Despite the optimism, Mr Summerscales is wary of the challenges facing the NIP and measures the march towards a new state of Northumbria in decades, not years.
“The SNP are the party of choice in Scotland, and are leaders of its secessionist movement, but it took them 40 years to get their first MP,” he says.
“And that was built on a strong Scottish national identity that already existed.”
One of the major challenges facing the NIP is to build an identity of its own.
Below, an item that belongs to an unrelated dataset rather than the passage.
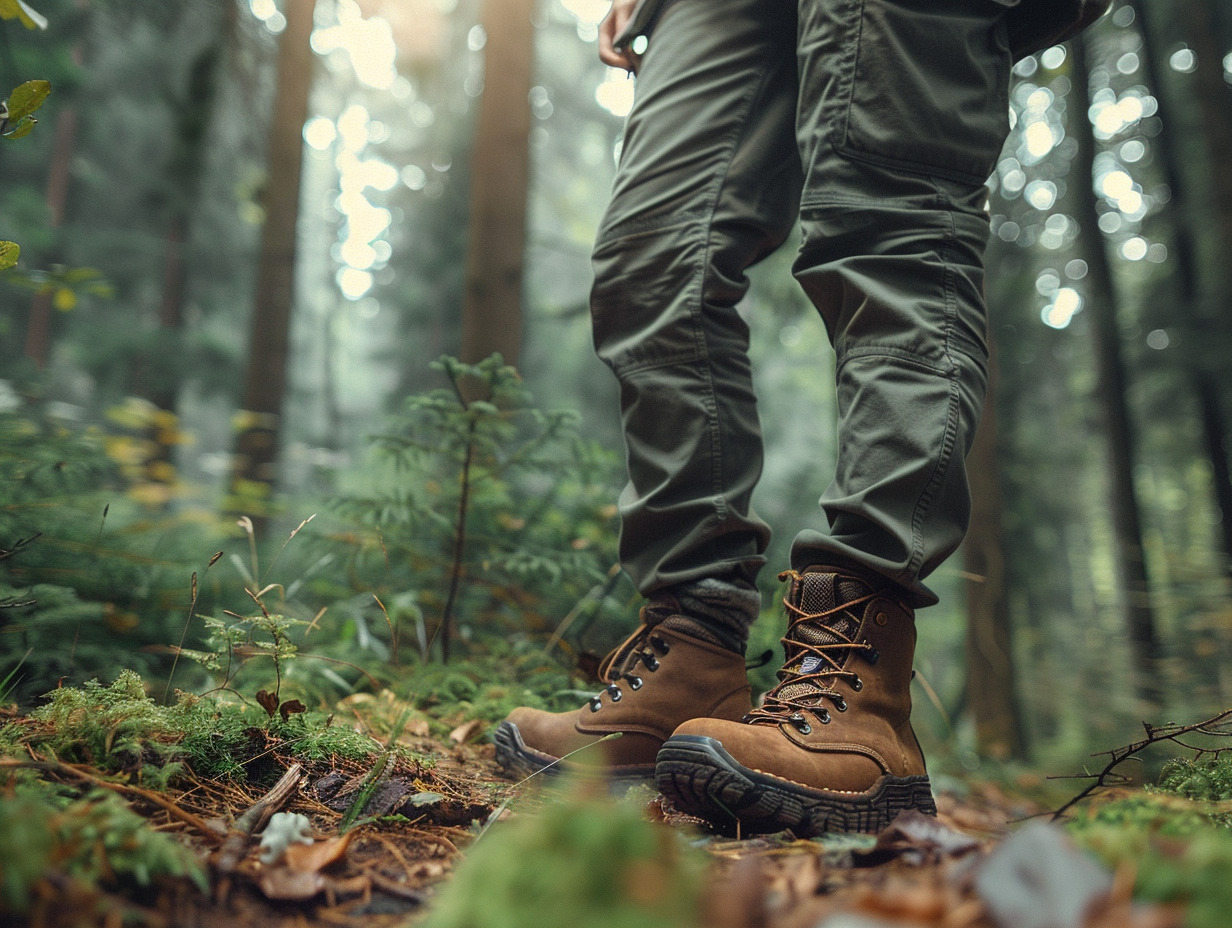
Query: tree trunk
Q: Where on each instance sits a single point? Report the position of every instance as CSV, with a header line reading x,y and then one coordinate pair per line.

“Scotland doesn’t have that trouble because it’s already a country in its own right,” he says.
“And while they're seeking independence from the UK, we are trying to establish a country from the ground up.”
So what about Northumbria’s southern border?
Officially, the NIP says its boundary lies on the south side of Cheshire and Yorkshire, allowing them to squeeze in the Peak District.
But for Mr Summerscales at least, drawing boundaries and dividing people up is not helpful.
“It’s not about where you were born, or where you live,” he says, “Anyone can be northern. The North is a state of mind.”